鉄道大手が今、「ベンチャー投資」に走る事情 東急、阪急阪神、西鉄が相次いで参戦
たとえば、インターネット仲介型の不動産会社イエッティ(2012年設立)は、あえて店舗を置かず、営業マンとのチャットで物件探しができることを売り物とする。インターネットで展開していることから顧客の居住地は広範囲に及ぶ。ネットという特性上、若年層の顧客も多い。
こうした理由から、沿線外の若い顧客を東急沿線に呼び込むことができるという。まさに沿線活性化にダイレクトに資する提案だ。一方で、無店舗という強みは、地域性が弱いことの裏返しでもある。この弱点を「東急と組むことで補完したい」と、担当者は壇上で力説した。

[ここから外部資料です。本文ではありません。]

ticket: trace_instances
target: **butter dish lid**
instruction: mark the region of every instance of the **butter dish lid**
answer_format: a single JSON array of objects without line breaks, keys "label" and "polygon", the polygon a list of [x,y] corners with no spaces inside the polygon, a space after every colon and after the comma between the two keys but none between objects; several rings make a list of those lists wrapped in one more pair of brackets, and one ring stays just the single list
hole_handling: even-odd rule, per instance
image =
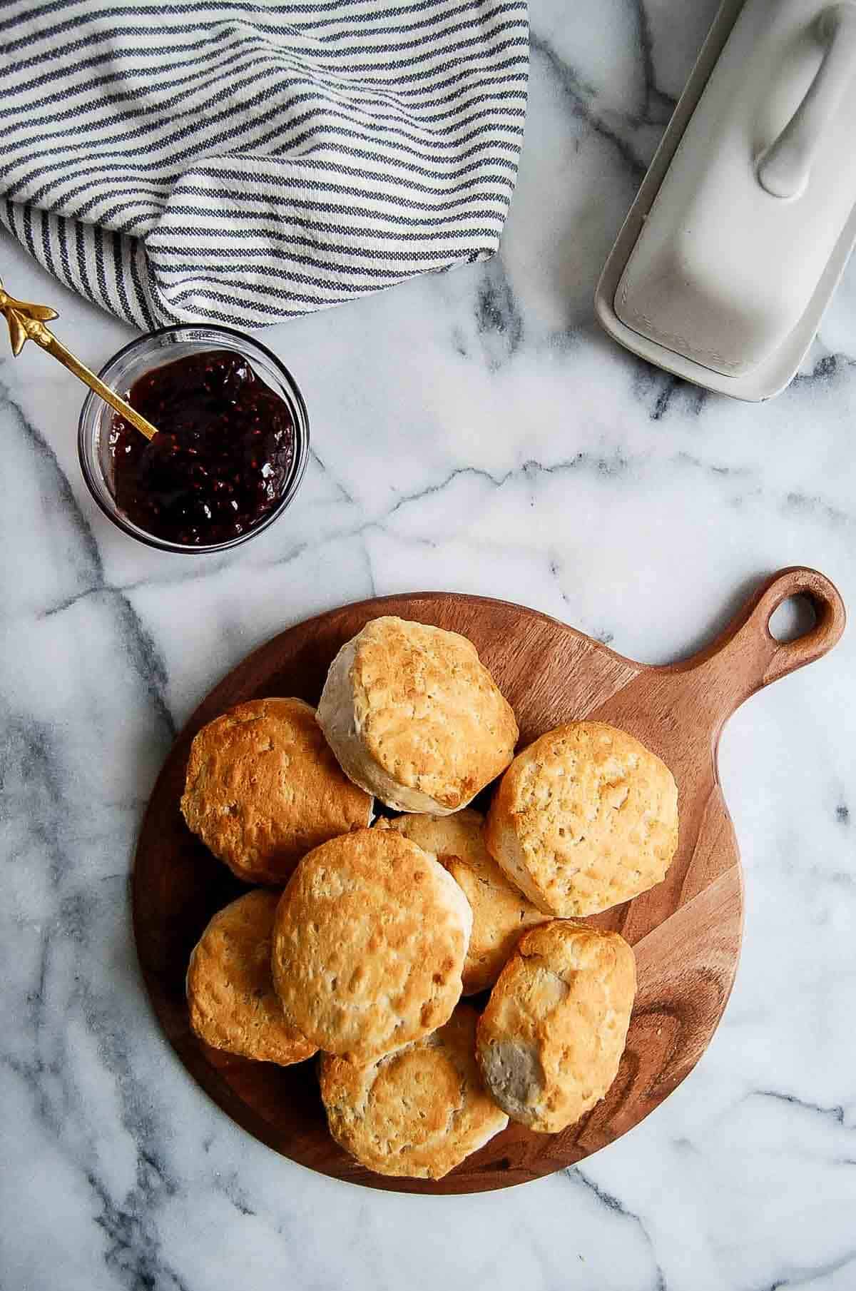
[{"label": "butter dish lid", "polygon": [[763,399],[794,376],[856,239],[856,3],[727,3],[717,23],[596,303],[629,349]]}]

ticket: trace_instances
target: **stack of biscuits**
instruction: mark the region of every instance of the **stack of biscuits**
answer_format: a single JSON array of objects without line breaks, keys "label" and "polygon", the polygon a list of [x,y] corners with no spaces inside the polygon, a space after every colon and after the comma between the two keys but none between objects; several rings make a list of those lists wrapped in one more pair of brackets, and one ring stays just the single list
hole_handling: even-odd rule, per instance
[{"label": "stack of biscuits", "polygon": [[258,1061],[320,1055],[331,1133],[378,1174],[439,1179],[509,1118],[558,1133],[618,1070],[634,955],[582,920],[661,882],[675,782],[600,722],[518,737],[471,642],[383,617],[318,710],[241,704],[192,742],[185,820],[263,887],[194,949],[191,1026]]}]

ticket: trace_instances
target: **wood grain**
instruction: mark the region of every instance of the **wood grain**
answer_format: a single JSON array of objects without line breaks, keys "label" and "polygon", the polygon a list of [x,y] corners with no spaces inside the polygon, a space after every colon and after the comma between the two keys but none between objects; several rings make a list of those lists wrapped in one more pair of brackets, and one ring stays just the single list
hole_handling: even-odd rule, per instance
[{"label": "wood grain", "polygon": [[[788,596],[807,595],[815,627],[777,642],[768,622]],[[337,649],[378,615],[469,636],[510,700],[522,745],[575,718],[624,727],[671,767],[680,839],[664,883],[595,915],[634,945],[639,991],[621,1069],[607,1097],[560,1135],[510,1126],[439,1181],[372,1175],[325,1127],[315,1068],[250,1062],[200,1044],[185,1002],[190,951],[210,915],[245,891],[186,829],[178,800],[190,741],[232,704],[266,695],[318,702]],[[742,877],[717,775],[724,722],[750,695],[826,653],[844,627],[841,596],[812,569],[764,582],[719,638],[682,664],[649,667],[520,605],[447,593],[385,596],[321,615],[274,638],[203,701],[161,771],[134,865],[134,933],[152,1004],[169,1041],[210,1097],[256,1137],[312,1170],[372,1188],[470,1193],[524,1183],[581,1161],[653,1110],[708,1046],[737,968]]]}]

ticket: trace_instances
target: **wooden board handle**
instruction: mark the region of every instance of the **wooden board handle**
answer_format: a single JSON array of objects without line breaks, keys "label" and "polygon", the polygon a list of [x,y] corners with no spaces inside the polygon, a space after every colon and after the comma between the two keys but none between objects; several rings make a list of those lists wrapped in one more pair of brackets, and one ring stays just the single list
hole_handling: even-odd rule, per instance
[{"label": "wooden board handle", "polygon": [[[815,626],[795,640],[780,642],[769,631],[769,620],[789,596],[808,598]],[[682,670],[693,671],[696,684],[704,676],[705,684],[720,698],[724,720],[762,687],[826,655],[841,639],[846,621],[844,603],[822,573],[799,565],[780,569],[746,602],[715,642],[688,658]]]}]

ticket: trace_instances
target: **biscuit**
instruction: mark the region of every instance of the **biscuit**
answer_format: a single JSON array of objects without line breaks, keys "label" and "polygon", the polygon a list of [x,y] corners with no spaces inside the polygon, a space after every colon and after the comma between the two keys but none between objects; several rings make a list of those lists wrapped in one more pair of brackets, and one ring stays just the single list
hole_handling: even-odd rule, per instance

2014年設立のセンジュは「子育てと東急」に着目し、子供向けに職業インタビューやミニインターンなどの職業教育を提案した。「10代の子供たちが東急沿線に住んでいてよかったと思えるようにしたい」というのが狙いである。
子供ではなく、中高年齢層をターゲットにしたビジネスプランもある。2009年設立の笑屋は、同窓会代行サービスを全国で展開する。同窓会で同級生と再会する機会を増やし、沿線コミュニティを永続させたいという。
8つの最終選考に漏れたビジネスプランにもユニークなものは多かった。自分の足の写真を送ればピッタリの靴を推薦するサービスから、徘徊者の早期発見サービスまで、あったら便利と思うようなアイデアが続出した。
受賞3社が選定された理由
審査の結果、最終選考を通過して「東急賞」「渋谷賞」「二子玉川賞」を受賞したのは3つのビジネスプランだ。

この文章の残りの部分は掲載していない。